Background: The evolving COVID-19 pandemic has raised direct patient care clinical questions that require rapid answers and flexibility in data generation and analysis. Thorough and reliable patient-level data is not available at the local, state, national, or international levels. Institutional efforts to produce datasets derived from electronic health records (EHR) can take months to years and are limited in reliability of non-discrete data (e.g. History & Physical presenting symptoms text) and non-lab/vital discrete data (e.g. “active problem list”).

Purpose: We sought to create a novel COVID learning group to rapidly create a flexible, iterative, and human-verified dataset to answer clinical questions.

Description: The COVID learning group identified the need for thoughtfully-curated data to drive what was anticipated to be rapidly evolving (best available) evidenced-based medicine (EBM) for COVID-19 care decisions. We adopted a rapid-cycle quality improvement (QI)-based Plan-Do-Study-Act framework for group development. A biostatistician was engaged to ensure a well-designed dataset allowing for robust statistical analysis and iterative enhancements to address future questions. We utilized a series of “quick hits” less-than-thirty-minute Zoom meetings to identify needs, available resources, and collaborators. We selected COVID variables through a quasi-systematic review of COVID-19 literature and an analysis of Thomas Jefferson University Hospital (TJUH)-specific front-line clinical questions. Team members engaged in independent data-extraction and hypothesis-generation trial runs to refine efficiency and find further variables and clinical questions of interest; minimal structure was provided to promote broad idea generation. The group created an executive committee to improve group efficiency for the manual chart review and computer-aided extraction sub-teams. We prioritized communication with colleagues at TJUH to avoid work duplication and find opportunities for dataset collaboration. Within one month of our first meeting, data collection began in earnest.

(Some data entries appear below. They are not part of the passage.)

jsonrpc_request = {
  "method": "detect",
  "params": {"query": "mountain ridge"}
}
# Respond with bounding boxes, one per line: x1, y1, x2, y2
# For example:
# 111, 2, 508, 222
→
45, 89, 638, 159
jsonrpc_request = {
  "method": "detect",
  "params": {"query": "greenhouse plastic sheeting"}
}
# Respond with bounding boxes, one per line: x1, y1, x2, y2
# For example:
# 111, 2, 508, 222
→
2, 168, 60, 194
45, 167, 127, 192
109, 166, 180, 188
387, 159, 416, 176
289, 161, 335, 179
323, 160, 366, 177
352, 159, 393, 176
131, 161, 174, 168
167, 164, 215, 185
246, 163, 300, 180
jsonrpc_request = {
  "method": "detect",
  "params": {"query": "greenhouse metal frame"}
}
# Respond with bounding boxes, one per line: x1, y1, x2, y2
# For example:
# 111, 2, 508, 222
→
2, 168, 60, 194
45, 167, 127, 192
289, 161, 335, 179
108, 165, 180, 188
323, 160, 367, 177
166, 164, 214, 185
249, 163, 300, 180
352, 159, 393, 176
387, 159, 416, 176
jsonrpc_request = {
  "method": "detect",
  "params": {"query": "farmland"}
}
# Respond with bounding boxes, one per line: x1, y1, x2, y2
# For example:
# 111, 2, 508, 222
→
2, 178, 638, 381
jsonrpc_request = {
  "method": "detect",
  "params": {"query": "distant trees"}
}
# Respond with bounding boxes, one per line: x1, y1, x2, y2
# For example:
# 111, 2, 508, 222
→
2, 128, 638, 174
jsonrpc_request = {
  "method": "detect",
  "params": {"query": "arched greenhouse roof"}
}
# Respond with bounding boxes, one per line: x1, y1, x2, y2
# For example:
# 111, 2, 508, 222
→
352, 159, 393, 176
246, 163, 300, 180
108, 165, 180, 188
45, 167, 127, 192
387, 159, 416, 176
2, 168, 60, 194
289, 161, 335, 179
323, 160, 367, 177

Conclusions: To our knowledge, we have created the largest single-institution United-States-based COVID-19 dataset that uses reliable methodology to ensure data validity; at present, it contains 700+ patients. The group’s approach has educated the team members in methodologically-sound QI, EBM, and patient-privacy-adherent techniques while searching for COVID-19 clinical answers. The dataset accumulated by the COVID learning group has been used to validate data gathered by Woo et al. (2020) for a web-based COVID-19 severity risk calculator, currently in the process of peer-review publication. Multiple teams at TJUH are using the dataset to answer pressing front-line clinical questions in near real-time (e.g. identification of low risk patients; deterioration risk; efficacy of off-label therapies; validation of external models; etc.); analysis and database enhancements will continue as clinical needs dictate. In conclusion, we describe the successful use of QI, EBM, organizational leadership and team building strategies to create an iteratively updated and enhanced novel COVID dataset to answer near real-time clinical questions.